When it comes to foreign investment, South Korea currently tops the list of nations that are investing in Vietnam. Since launching market reforms two decades ago and joining the WTO in January, Vietnam has been able to attract 20.3 billion dollars in investment pledges after governmental promises to further open its doors to foreign business under WTO rules and regulations. Total foreign investment in 2006 reached 12 billion dollars and that number is expected to continue rising.
At a recent economic conference titled, “Vietnam: A Rising Star in Asia”, Vietnamese Prime Minister Nguyen Tan Dung met with nearly 500 local and international investors to discuss the country’s economic future. At the conference, Vietnamese government officials hoped to convince international companies and investors to invest in the country and play a role in Vietnam’s economic future.
Structural Challenges
Based on several media reports, the government aims to achieve a growth rate of 9 percent per year. The most significant obstacles to achieving this target is Vietnam’s relatively undeveloped critical infrastructures, direct to foreign investment, economic liberalization and inflation; all of which impact the overall business climate.
• The General Statistics Office released a statement on December 31, 2007, stating “There have been a number of shortcomings and weaknesses in our economy. Prices of important imported raw materials such as petroleum, gasoline, steel, fertilizer, plastic have been rising quickly in the world market.”
• Prime Minister Nguyen Tan Dung recently advised investors at the “Vietnam: A Rising Star in Asia” meeting about an implementation process of various technological infrastructure projects, ranging from transportation to power to telecommunications.
Critical infrastructures continue to be a challenge. According to General Electric’s Southeast Asian President, Stuart Dean, to maintain rapid economic growth Vietnam needs to develop modern critical infrastructures commensurate with economic growth. For instance, he noted that to ensure economic growth of 9 percent a year, the energy sector must grow at 15 percent per year.
Vietnam also needs foreign investment to maintain its high rate of economic growth. Vietnamese officials have hosted several conferences, with the most recent on January 8, 2008 with the sole purpose of informing investors of the benefits of investing in the Asian country.

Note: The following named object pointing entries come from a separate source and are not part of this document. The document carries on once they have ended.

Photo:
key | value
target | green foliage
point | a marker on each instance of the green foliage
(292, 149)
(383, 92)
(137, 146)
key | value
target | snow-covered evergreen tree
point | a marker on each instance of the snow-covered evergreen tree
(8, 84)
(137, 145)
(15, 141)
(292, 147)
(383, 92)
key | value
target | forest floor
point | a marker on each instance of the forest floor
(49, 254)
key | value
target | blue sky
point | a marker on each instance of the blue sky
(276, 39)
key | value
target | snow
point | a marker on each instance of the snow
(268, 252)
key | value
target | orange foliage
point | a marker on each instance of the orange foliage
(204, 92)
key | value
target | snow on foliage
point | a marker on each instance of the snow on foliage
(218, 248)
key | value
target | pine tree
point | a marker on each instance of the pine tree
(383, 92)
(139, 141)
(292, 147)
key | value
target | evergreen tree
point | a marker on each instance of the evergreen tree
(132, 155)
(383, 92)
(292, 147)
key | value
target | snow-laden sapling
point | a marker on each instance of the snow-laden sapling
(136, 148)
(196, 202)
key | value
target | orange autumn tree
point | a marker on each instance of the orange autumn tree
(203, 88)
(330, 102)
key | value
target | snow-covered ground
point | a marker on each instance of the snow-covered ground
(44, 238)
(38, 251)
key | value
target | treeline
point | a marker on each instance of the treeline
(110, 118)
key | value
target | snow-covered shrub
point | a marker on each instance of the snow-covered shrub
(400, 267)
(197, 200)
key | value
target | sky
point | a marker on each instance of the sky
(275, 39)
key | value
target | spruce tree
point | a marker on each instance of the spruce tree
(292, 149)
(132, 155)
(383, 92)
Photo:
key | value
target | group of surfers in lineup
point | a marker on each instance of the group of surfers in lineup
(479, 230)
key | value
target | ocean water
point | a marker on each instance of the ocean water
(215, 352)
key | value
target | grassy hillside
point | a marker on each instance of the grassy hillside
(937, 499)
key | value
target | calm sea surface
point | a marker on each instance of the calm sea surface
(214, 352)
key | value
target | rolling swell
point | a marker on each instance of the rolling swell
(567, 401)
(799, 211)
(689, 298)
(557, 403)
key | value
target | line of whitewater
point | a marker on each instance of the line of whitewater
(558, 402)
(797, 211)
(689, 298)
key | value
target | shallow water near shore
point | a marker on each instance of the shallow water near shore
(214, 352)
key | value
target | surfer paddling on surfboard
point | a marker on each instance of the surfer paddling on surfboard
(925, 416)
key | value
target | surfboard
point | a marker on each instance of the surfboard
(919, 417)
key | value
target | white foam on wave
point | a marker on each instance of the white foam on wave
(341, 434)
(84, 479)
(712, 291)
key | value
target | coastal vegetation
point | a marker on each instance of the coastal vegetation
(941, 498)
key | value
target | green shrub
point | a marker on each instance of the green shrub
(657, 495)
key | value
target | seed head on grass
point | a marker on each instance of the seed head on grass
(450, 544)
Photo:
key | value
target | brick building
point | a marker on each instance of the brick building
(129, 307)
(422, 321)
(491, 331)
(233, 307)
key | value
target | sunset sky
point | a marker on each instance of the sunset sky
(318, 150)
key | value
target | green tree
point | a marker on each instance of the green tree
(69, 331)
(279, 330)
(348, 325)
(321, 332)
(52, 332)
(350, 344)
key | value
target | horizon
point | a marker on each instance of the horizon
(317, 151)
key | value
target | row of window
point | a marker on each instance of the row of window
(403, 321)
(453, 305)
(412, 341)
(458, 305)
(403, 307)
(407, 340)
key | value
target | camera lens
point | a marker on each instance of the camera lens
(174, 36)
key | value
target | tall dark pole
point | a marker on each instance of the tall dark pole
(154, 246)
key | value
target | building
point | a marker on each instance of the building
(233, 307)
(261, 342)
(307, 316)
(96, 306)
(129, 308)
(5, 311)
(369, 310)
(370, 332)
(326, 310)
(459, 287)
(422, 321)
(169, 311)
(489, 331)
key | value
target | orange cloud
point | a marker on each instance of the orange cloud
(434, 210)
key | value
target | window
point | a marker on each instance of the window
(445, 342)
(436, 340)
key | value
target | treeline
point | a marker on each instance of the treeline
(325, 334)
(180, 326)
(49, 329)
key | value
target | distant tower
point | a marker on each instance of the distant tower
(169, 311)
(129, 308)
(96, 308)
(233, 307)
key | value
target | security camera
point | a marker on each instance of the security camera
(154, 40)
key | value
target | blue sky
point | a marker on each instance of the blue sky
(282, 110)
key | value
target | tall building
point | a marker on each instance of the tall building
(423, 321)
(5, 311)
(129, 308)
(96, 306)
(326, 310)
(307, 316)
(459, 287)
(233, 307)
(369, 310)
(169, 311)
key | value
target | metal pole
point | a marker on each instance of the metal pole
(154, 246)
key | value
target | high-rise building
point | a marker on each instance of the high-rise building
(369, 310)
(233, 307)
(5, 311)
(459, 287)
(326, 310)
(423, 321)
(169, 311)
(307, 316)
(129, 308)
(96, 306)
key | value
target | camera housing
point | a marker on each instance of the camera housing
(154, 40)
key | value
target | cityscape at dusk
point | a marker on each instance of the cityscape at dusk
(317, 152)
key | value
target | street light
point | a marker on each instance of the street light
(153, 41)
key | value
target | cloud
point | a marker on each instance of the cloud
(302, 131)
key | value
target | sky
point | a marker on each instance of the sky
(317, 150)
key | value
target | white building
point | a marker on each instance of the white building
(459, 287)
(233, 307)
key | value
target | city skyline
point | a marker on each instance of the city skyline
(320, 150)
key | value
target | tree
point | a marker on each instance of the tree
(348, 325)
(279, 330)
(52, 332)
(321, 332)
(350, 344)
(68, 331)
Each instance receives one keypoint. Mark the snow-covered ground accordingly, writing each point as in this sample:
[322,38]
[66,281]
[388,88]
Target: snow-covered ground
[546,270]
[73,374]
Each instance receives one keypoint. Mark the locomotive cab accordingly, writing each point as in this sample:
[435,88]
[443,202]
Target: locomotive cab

Foreign investors’ trust in Vietnam is on the rise as official development assistance (ODA) pledges from foreign donors hit 5.4 billion USD last year, 20 percent higher than in 2006. 2007 marked the first time Vietnam’s ODA disbursement surpassed its plan of 2 billion USD, a year on year of 10 percent.
Another economic worry is Vietnam’s slow economic liberalization. The government has taken several steps to speed up equitization. By 2010, all State-owned enterprises are expected to be equitized; a very ambitious target in our view.
Responding to the challenge of a globalized economy, the government also has been prodding local businesses to be more active and not to rely on the state. In December, the government launched three websites to provide information about the implementation of World Trade Organization (WTO) commitments, trade, and trade barriers to make it easier for businesses and sectors in mapping out their strategies.
Finally, Vietnam’s rapid economic growth and transformation has also spurred inflation. Consumer prices rose 12.6 percent in December 2007, eroding the overall economic gains achieved by economic expansion during the year .
Future Outlook
Despite Vietnam’s high inflation rate and other shortcomings, the country’s economic future is bright. With the growth rate in 2007 equaling 8.5 percent,
Membership in the World Trade Organization also has helped Vietnam’s ability to engage in global commerce, but brought challenges of international competition business practice.
If Vietnam continues to focus on infrastructure development, liberalize its economy and manage inflation, it will continue its remarkable economic developing. Balancing all those macro-level transformations will be difficult however, and Vietnam faces significant competition in many areas—particularly manufacturing—from other countries in the region. We believe Vietnam will continues to economic development process, but hitting the 9 percent rate of growth, year over year, will likely be a challenging effort.